Ao Chang,Jiajun Zeng,Ruobing Huang,Dong Ni
2024-09-26
Abstract:Convolutional neural networks have primarily led 3D medical image segmentation but may be limited by small receptive fields. Transformer models excel in capturing global relationships through self-attention but are challenged by high computational costs at high resolutions. Recently, Mamba, a state space model, has emerged as an effective approach for sequential modeling. Inspired by its success, we introduce a novel Mamba-based 3D medical image segmentation model called EM-Net. It not only efficiently captures attentive interaction between regions by integrating and selecting channels, but also effectively utilizes frequency domain to harmonize the learning of features across varying scales, while accelerating training speed. Comprehensive experiments on two challenging multi-organ datasets with other state-of-the-art (SOTA) algorithms show that our method exhibits better segmentation accuracy while requiring nearly half the parameter size of SOTA models and 2x faster training speed.
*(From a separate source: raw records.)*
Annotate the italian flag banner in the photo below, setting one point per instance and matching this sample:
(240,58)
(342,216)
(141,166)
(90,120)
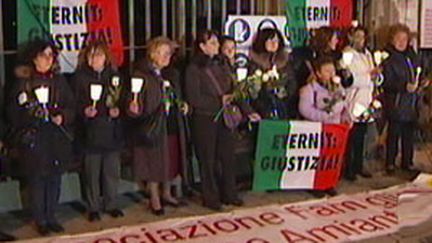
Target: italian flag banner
(71,24)
(299,155)
(304,15)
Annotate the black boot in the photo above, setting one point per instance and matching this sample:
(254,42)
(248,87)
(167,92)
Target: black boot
(6,237)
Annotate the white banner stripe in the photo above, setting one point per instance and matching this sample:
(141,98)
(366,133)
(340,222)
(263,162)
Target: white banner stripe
(301,178)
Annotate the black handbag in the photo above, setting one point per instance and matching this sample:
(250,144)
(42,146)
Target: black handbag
(150,129)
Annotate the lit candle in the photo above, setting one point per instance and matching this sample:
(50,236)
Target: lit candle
(347,58)
(137,84)
(241,74)
(95,93)
(42,94)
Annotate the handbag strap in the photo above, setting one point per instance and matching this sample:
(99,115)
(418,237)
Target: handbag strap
(214,82)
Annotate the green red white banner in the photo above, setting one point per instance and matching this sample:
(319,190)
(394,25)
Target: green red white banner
(304,15)
(70,24)
(344,218)
(299,155)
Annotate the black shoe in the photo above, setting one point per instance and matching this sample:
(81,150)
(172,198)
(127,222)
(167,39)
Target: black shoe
(331,192)
(94,216)
(235,202)
(6,237)
(365,174)
(55,227)
(350,177)
(116,213)
(42,229)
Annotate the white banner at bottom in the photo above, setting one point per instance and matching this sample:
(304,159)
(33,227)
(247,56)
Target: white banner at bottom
(339,219)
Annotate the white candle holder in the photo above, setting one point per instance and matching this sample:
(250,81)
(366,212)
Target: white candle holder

Computer Vision and Pattern Recognition
What problem does this paper attempt to address?
The paper aims to address several key issues in 3D medical image segmentation: 1. **Limited Receptive Field**: Traditional Convolutional Neural Networks (CNNs) perform well in 3D medical image segmentation but are limited by a small receptive field, making it difficult to capture global information. 2. **High Computational Cost**: Transformer models can capture global relationships through self-attention mechanisms, but they have high computational costs on high-resolution images, leading to inefficiency. 3. **Spatial Relationship Modeling**: Sequence models struggle to effectively model spatial relationships when processing 3D images, often relying on strong positional encoding, which is limited in complex spatial dependencies. 4. **Memory Consumption**: Medical image segmentation tasks often require substantial memory support, especially when hardware resources are limited. To address these issues, the authors propose a novel 3D medical image segmentation model based on Mamba—EM-Net. The main contributions of EM-Net include: 1. **Channel Squeeze and Excitation Mamba (CSRM) Module**: Effectively captures relevant patterns in target regions through channel selection and adaptive calibration. 2. **Efficient Frequency Domain Learning (EFL) Layer**: Utilizes Fast Fourier Transform (FFT) to achieve learnable frequency weighting, balancing the learning of features at different scales. 3. **Mamba-Enhanced Decoder**: Further improves segmentation performance while reducing memory consumption. Experimental results show that EM-Net performs excellently on two challenging multi-organ datasets, achieving higher segmentation accuracy with only half the parameters of existing state-of-the-art models and doubling the training speed.